Columnists, Sports

Foul Shots: An unseen drama

Baseball is America’s pastime. It’s the sport of Babe Ruth, Jackie Robinson, Willie Mays, Ken Griffey Jr., Derek Jeter and hundreds of other superstars. For much of the 20th century, baseball was king. It made the most money, attracted the most news coverage and created the heroes that fathers tell their sons about.

Professional baseball has since been supplanted by football as America’s sports cash cow. This is understandable as football is such a rabble-pleasing game, full of high-speed collisions and acrobatic plays. Baseball, on the other hand, is a thinking man’s pleasure. The pitcher engages in a chess match of sorts with each batter, hoping to outsmart and overpower him.
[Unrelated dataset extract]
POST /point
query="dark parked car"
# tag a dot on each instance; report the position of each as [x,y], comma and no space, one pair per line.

College football has likewise overshadowed college baseball. But this phenomenon has carried on further, to the point that college baseball is essentially a forgotten sport in the market, trailing both football and basketball in viewership, popularity and revenue. Why is that?

Like I said, it is easy to understand why baseball has fallen behind football at the college level. But college baseball is largely ignored, a fact that as a college baseball fan I find hard to stomach. It makes logical sense that schools promote heaviest the teams that make them the most money. At Ohio State University, you’re much more likely to see an advertisement for Buckeye football games than you are to see an ad for a baseball game. Similarly, at the University of Kentucky, you’re more likely to see a basketball ad than for something about the Wildcat baseball squad.

One reason for college baseball’s decline is relatively simple. As ESPN’s Skip Bayless wrote in a 2006 column, even the best college baseball players take several seasons to reach the Major Leagues. A stud pitcher you see playing for the University of North Carolina in 2014 is a guy you might see pitching for the Red Sox in 2018, if he develops as he should. In fact, he might not reach the majors at all. He might get injured, or not be able to make the adjustment from college to pro ball.

In basketball and football, top draft picks are immediately thrown into the fray, with mixed results. (Anthony Bennett, anyone?) As a result, fans tend to lose interest in players who they won’t soon see at the professional level. Look at the media frenzy around freshmen Andrew Wiggins and Jabari Parker. They’ll be in the NBA next year, so fans care about them much more than comparable baseball talents. Basically, fans don’t have the patience to follow the individual talents playing college baseball. And that’s a shame. But children are also a factor. Kids that start playing baseball at a young age tend to view the sport as one of two extremes: a wonderful, challenging sport steeped in history, or a boring, old-fashioned waste of time that caused their father yell and scream at them when they were 11 years old. I’m not trying to shoehorn everyone who’s ever played baseball into these two points of view. But it’s a disturbing trend among young people: they just don’t have the time for the game, despite the fact that time is the one thing a kid has in abundance. And they don’t have the patience for it because the action isn’t nearly as constant and bone-jarring as football or as explosive and aesthetically pleasing as basketball.

Another thing is that many fans in the northern part of the country just aren’t exposed to as much college baseball coverage as fans down south, partly due to weather conditions. Southern schools have already started playing this season, whereas schools up north are still buried by snow and frost. So northern fans, and the northern media, which still wields significant influence over national opinion, rely on football and basketball to fill their winter months.

The College World Series, played each year in Omaha, Neb., is one of the most exciting sports tournaments that I’ve ever seen. Do you want drama? Check. Do you want talent? Check. Do you want a Cinderella team to root for? There seems to be one every year. Want to see baseballs jump off of aluminum bats like rabbits leaping out of a hole? You’ll see it.

There’s really nothing not to like about college baseball, which is why it’s so frustrating when no one cares about it. If you ask a major university about baseball, they’ll say all the right things. Of course we care about baseball! We promote our baseball team just as much as we promote other sports. We just made upgrades to our field!

But it won’t be the truth. Of course there are exceptions. California State-Fullerton, Rice University and certain other schools in the country focus their athletic budget on baseball the way they should. But they’re the exception rather than the rule. Our national pastime deserves better.